Click to See Complete Forum and Search --> : UTF-8 - how do I implement this?
Rodders
01-19-2006, 07:14 AM
Hi
I am working on a website http://www.total-image-nation.co.uk/new/ and have noticed that wherever I want a '£' to appear I get a '?' instead. There are other characters that do the same.
I have been informed that I need to use UTF-8 entities in order to get this to work correctly. (see thread (http://www.webdeveloper.com/forum/showpost.php?p=477268&postcount=12))
This webpage seems to show me the correct entities for each character i need.....UTF-8 entities (http://webdesign.maratz.com/lab/utf_table/)
My query is how do I implement this?
Much of the text on the site is stored in a MySQL database which is part of the bespoke CMS that I created. The website administrator can modify this text as and when desired. It isn't going to be sensible to have them type in the entities where they want them, so I need some automated solution.
Should I modify the text before it is saved in the database table? Should I modify the text as and when it is picked out of the table? Is there a cleaner way to get these working?
I am using PHP to generate the HTML for each page.
Many Thanks
Charles
01-19-2006, 09:17 AM
Just use HTML 4.01 Strict and the entity "£".
See http://www.w3.org/TR/html4/sgml/entities.html .
Rodders
01-19-2006, 02:52 PM
Thanks.
I would but I have made the site XHTML in order to get the desired layout and stylesheet behaviour. I assume it is possible to achieve within XHTML.
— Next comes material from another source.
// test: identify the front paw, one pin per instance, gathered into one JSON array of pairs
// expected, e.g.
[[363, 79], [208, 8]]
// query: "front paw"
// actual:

Also, the person who will maintain the webpages is going to have to remember to use the correct entity code......now that doesn't sound very appealing! I can't understand why a '£' character in the page source doesn't display correctly. I mean.....why do the alphanumeric characters work but not that?
Thanks for the pointer though, I'll get reading and see if I can find anything which will work for my situation.
Charles
01-19-2006, 03:01 PM
1) As far as the payout of your page is concerned, XHTML has absolutely no advantage whatsoever. There are a lot of myths out there concerning XHTML, mostly people have confused it with HTML 4.01 Strict. HTML 4.01 Strict will greatly help your layout.
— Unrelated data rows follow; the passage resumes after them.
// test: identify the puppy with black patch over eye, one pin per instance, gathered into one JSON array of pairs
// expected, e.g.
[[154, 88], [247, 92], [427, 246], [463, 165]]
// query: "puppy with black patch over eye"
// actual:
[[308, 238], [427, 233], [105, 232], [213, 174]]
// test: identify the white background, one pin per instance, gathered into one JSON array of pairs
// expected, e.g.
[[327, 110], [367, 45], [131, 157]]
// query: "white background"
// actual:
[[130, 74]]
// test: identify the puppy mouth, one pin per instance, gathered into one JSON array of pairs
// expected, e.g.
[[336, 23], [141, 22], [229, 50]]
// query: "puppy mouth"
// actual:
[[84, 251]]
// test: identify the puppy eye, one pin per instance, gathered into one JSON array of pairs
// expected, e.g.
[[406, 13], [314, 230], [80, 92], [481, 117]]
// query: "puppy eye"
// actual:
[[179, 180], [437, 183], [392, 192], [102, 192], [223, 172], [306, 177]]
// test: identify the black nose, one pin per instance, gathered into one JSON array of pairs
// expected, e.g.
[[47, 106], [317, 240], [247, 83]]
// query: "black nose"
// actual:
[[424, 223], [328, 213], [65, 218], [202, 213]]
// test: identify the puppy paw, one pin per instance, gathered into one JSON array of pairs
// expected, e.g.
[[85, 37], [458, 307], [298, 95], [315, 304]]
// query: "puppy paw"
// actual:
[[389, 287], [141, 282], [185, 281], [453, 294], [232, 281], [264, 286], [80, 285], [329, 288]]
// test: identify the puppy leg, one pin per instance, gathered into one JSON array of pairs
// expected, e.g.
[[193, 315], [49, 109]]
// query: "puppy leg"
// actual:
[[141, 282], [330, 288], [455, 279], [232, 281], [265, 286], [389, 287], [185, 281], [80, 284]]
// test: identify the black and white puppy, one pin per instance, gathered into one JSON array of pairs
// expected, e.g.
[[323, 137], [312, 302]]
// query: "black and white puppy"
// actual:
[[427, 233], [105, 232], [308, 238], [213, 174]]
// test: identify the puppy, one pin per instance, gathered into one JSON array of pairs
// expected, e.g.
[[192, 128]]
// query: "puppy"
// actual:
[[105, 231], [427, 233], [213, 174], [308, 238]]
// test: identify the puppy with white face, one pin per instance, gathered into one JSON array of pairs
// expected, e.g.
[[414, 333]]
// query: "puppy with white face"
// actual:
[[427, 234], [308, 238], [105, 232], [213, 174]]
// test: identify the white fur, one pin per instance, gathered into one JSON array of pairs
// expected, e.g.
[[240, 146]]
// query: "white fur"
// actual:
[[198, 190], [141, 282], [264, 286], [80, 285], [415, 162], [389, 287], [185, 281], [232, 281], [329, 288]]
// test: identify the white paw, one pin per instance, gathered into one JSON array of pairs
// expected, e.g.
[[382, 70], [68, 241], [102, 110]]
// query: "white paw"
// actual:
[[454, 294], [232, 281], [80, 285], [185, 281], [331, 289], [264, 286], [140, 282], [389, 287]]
2) The person maintaining the webpage is just going to have to grow up and learn on more entity.
3) latin based systems are based on the old ASCII. With 7 bits you can only address 127 characters but that takes care of everything on a common keyboard. With 8 bits you get 255 but there are different systems that use those numbers differently. UTF-8 is the same as ASCII for the first seven bits but when the seventh is set it goes into a different mode where the first byte establishes just how many bytes the character is going to take. Thus they can address any number of characters and include everything. Support for UTF-8 is limited by the editor, the browser and the fonts installed.
Rodders
01-19-2006, 03:41 PM
1) OK. I didn't design the layout entirely by myself, i asked for some guidance on how to achieve my desired layout and someone in the CSS forum pointed me towards a site which had some example layouts. I altered those to suit my needs, but for some reason it wouldn't look right unless I specified XHTML. So, if it's true that HTML 4.01 Strict will greatly help my layout then I'd be happy to hear how.
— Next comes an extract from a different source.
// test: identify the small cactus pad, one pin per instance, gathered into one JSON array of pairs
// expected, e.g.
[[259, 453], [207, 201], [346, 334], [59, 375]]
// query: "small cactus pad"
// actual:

2) The person maintaining the webpage will cope. It just seems silly to me that alphanumerics work how you'd want them to, but other characters don't. It's not very intuitive if you have to type &615372 to get a pound (UK money) sign. I was hoping there would be a solution, or that I could create a workaround using PHP and a search/replace function.
3) Perhaps I shouldn't use UTF-8. As I said previously, I modified someone else's layout and simply copied the headers.
Thanks for your patience.
Charles
01-19-2006, 08:38 PM
It's not very intuitive if you have to type &615372 to get a pound (UK money) sign. Perhaps, but nothing makes more sense than typing "£".
Rodders
01-20-2006, 08:28 AM
Other than typing "£" !!!!
I'm happy to tell the website editor person to learn these codes and use them. I just can't believe that it isn't possible to type "£" and get "£". There is millions of websites out there who sell stuff in British Sterling and I would bet that the content editors for those sites don't all use "£".
I have been known to be wrong in the past........
In the meantime, I will develop a PHP solution for this.
Charles
01-20-2006, 10:28 AM
As I explained above, outside of the range of ASCII, there are several different systems for representing characters. ASCII runs from 0 to 127. £ is mapped to 163 in iso 8859-1 and Windows Latin-1. On some editors running in Windows you can get that with an ALT+0163 if you don't have a key for it. £ seems a great deal easier to remember than ALT+0163.
That glyph is also mapped to 163 in Unicode, which is what utf-8 uses. But remember, in order to allow for characers on the other side of 255 utf-8 uses bytes in the range of 128 to 255 to mean "this character takes more than one byte". So utf-8 and iso 8859-1 use different byte codes to represent that number 163, though they both map the number 163 to the same glyph, the pound sign. Again, not all editors and not all browsers support utf-8 so you might as well stick to iso-8859-1 when you can.
So, use iso-8859. If you have a pound key, then use it and it should work. Else just use the £ which will always work.
Note however and note well, it is just an happy accident that the pound sign is number 163 in both iso 8859-1 and Windows Latin 1. For those characters between 128 and 255 it is more often not the case.
toicontien
01-20-2006, 11:57 AM
This is a problem that the company I work for has been dealing with for quite some time. Being in newspaper publishing, our main concerns were using curly quotes, and the aforementioned pound sign. We added a meta tag that tells the browser to use UTF-8 and we haven't had any problems with UTF-8 characters.
<meta http-equiv="Content-Type" content="text/html; charset=utf-8">
So feel free to use UTF-8 characters. HTML entities and iso-8859-1 is still the safest route, but the browsers in use today, including many text editors, don't seem to have a problem with UTF-8 characters, or any special character inserted from the keyboard in its non-entity form.
Charles
01-20-2006, 12:02 PM
As I wrote above, the pound sign is an 8859-1 character. If you're editor is using 8859-1 or Windows Latin 1 specifying the encoding as utf-8, or not specifying anything in XHTML, is in error.
Jeff Mott
01-20-2006, 05:16 PM
We added a meta tag that tells the browser to use UTF-8 ...To help clarify what Charles just said: the character encoding declared with the META element is supposed tell the browser what your document's encoding is, not what you want it to be. If you're in Notepad and go Save As, you'll notice an Encoding field. The META element should reflect what you choose here. If it doesn't, then you're giving the browser the wrong information.
Rodders
01-21-2006, 08:30 AM
I'm sure all this is simple for you guys, but I am baffled at it all. I think Charles is saying that I could swap from UTF-8 to 8859-1 and then just use the £ glyph as i want to.
In any case, I have created a PHP work around which searches for the 'problem' glyphs in the raw text and replaces them with suitable entities. It wasn't what i was hoping for, but I believe it will work perfectly well. We'll see.....
Thanks all for your help